The cost of the vessel is now estimated to be ₹ 2,600 crore, he noted. “I am hopeful that in this financial year, we should be ready to propose this estimate and move in the Cabinet. In the next five years, we should be ready with the ship,” Mr Rijiju stated.
The PRV will play a crucial role in supporting India’s bases in Antarctica and the Arctic. India currently operates three research base stations in the polar regions, and continuous access to these stations is essential for conducting various research activities, especially those related to climate change.
Apart from logistical support, a PRV can serve as a research platform for scientists to conduct studies in the ocean realm, including the Southern Ocean.

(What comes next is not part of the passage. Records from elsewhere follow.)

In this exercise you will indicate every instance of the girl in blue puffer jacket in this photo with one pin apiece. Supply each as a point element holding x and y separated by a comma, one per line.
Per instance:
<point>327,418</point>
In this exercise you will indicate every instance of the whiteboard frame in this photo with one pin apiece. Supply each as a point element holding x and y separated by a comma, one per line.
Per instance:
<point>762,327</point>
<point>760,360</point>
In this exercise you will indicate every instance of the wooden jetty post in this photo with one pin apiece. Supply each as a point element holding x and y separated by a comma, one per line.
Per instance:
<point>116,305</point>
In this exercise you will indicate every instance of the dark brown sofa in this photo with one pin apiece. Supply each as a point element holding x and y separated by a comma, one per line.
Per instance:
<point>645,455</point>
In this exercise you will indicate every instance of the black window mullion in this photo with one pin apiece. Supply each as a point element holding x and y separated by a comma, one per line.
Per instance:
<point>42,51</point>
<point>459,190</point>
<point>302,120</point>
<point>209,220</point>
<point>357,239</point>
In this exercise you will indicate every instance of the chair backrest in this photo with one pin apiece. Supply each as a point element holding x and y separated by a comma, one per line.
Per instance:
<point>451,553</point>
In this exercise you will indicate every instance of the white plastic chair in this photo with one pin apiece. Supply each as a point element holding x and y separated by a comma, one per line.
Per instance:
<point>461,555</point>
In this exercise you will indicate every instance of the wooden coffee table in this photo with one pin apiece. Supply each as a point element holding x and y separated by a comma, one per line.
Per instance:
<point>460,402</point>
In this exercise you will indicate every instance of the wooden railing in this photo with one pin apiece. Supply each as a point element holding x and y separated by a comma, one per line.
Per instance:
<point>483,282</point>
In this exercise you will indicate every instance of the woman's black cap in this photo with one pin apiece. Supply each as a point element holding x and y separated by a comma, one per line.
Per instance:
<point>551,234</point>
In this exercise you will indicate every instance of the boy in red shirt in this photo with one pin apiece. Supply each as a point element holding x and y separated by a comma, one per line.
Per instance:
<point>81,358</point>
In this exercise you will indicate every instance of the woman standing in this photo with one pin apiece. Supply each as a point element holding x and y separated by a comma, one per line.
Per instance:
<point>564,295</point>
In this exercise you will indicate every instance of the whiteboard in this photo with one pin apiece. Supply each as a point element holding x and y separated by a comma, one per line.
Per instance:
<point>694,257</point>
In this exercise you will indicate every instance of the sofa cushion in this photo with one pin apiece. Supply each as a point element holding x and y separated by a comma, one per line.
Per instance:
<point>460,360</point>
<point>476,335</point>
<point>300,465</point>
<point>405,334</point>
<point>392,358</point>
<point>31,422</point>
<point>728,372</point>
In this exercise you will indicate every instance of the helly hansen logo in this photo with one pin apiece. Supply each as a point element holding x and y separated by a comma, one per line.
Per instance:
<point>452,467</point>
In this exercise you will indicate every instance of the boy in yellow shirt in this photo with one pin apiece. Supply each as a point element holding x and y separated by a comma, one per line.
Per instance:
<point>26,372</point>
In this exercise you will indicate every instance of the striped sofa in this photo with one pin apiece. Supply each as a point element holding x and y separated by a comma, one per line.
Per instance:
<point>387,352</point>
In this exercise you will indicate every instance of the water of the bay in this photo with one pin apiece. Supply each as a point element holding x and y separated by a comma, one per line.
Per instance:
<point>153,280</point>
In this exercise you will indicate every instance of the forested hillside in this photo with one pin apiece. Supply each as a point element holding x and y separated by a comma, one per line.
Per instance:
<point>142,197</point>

This vessel’s acquisition is crucial as it will enable India to carry out independent polar expeditions and scientific studies in these critical regions, rather than having to charter foreign PRVs for each expedition.
India currently has three Research Base Stations in the polar region of Antarctica:
Bharati (WAP IND-Ø4), Maitri (WAP IND-Ø3), and Dakshin Gangotri (WAP IND-Ø1) and one station Himadri at 78°55 North, 11°55 East on Spitsbergen island in the Arctic (picture on the right).
Himadri is India’s first permanent Arctic Research Station located at at the International Arctic Research complex, Ny-Alesund. It was set up during India’s second Arctic expedition in June 2008 and inaugurated on the 1st of July, 2008 by the Indian Minister of Earth Science.